Dutch Police Arrest Two Bosnian War Crimes Suspects

Two unnamed former Bosnian fighters suspected of committing war crimes during the early 1990s conflict, including the torture and murder of civilians, were arrested in the Netherlands.

The Dutch police detained the two war crimes suspects on Thursday, acting on a request from the Bosnian prosecution, but did not release their names, according to the NLTimes website.

One of them is a 43-year-old former member of the 103rd Brigade of the Bosnian Croat Army, and was arrested in the western town of Spijkenisse, the prosecutors said in a statement.

“The request for his extradition states that in June 1992 he served as camp commander in the Derventa region, where Serbian civilians were imprisoned in a school,” they said.
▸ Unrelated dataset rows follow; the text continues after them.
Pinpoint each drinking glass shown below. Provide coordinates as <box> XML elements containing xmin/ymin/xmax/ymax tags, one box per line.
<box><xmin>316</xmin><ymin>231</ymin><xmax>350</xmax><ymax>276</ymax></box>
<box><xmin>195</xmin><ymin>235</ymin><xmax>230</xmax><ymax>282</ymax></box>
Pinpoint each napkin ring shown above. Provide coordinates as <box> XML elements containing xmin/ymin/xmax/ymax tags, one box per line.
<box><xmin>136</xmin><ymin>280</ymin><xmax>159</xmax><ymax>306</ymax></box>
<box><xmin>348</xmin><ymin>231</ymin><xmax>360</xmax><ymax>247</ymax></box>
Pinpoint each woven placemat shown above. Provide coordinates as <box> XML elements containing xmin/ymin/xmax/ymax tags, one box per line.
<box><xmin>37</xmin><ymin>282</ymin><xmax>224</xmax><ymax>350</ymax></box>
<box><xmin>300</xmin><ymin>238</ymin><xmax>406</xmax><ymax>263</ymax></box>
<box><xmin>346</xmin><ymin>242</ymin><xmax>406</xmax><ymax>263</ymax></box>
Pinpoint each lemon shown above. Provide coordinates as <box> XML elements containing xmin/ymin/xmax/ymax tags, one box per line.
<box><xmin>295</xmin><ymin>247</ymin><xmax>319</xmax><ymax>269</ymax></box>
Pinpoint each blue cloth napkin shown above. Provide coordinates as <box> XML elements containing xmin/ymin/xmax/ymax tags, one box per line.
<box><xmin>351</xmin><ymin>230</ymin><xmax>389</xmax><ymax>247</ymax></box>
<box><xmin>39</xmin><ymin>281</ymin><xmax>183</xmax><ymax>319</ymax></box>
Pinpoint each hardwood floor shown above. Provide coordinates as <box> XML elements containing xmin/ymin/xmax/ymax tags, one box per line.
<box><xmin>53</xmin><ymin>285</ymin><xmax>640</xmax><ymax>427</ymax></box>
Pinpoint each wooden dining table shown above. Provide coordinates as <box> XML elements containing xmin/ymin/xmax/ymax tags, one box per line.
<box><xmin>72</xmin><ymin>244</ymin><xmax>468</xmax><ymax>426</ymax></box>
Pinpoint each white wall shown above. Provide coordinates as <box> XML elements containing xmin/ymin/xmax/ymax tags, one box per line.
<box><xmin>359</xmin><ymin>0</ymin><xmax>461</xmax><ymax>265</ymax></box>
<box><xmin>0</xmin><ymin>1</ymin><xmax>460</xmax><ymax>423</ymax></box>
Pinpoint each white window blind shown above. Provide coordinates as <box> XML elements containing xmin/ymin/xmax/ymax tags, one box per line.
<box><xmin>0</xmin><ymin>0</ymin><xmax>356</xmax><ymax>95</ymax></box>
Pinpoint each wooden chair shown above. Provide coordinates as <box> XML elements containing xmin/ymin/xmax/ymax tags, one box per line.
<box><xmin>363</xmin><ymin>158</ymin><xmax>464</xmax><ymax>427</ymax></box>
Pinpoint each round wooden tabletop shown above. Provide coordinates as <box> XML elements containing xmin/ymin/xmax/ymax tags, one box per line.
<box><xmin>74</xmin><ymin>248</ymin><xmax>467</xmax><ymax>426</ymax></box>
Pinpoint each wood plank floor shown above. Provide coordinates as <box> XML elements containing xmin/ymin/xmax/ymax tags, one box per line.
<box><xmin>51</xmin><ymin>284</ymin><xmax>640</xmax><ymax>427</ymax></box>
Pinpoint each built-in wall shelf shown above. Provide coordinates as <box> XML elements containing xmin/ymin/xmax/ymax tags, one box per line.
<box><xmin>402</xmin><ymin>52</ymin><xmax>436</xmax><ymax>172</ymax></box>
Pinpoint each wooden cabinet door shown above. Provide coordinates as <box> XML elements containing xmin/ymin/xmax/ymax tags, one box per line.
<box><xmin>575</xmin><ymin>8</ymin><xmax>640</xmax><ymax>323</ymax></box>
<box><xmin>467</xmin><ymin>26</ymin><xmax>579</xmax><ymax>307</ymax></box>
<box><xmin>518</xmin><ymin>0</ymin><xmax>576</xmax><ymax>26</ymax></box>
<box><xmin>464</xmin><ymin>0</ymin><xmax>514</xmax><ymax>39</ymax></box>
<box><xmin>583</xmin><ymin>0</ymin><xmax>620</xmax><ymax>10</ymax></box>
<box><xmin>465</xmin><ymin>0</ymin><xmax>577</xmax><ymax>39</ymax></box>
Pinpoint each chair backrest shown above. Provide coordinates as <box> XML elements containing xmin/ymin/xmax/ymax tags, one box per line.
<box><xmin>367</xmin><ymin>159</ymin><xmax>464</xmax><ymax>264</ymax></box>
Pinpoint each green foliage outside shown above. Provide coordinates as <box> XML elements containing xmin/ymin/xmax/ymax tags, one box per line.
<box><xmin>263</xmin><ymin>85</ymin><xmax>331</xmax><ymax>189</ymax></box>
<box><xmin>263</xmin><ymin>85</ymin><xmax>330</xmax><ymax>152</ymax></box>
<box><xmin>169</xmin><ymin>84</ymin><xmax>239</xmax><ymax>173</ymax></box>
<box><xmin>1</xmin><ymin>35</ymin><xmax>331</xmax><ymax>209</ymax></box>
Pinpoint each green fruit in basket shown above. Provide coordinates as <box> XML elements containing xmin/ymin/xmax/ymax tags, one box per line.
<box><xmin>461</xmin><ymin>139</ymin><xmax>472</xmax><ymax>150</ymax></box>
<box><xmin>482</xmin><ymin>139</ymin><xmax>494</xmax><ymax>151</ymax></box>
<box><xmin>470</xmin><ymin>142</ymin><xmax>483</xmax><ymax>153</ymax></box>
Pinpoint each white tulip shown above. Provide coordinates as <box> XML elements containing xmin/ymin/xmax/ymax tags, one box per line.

The other suspect is a 52-year-old male, who was arrested in the town of Heumen, and has dual citizenship of Bosnia and the Netherlands.

“He was involved in the murder, torture as well as the physical and psychological mistreatment of the civilians; he once accused a prisoner of trying to escape after which the prisoner was shot dead with an automatic weapon. Others were forced to view the dead body,” the prosecutors said.

“It is suspected that together with an armed group, he killed a resident of the Bosnian village of Beslagici; the group had opened fire on the man’s house, forcing him to run out, where they shot him. They then burned the house down. A woman and daughter who lived next door managed to jump out of a window and escape,” they added.

The prosecutors’ statement said that a request for the ex-fighters’ extradition will soon be heard by a court in The Hague.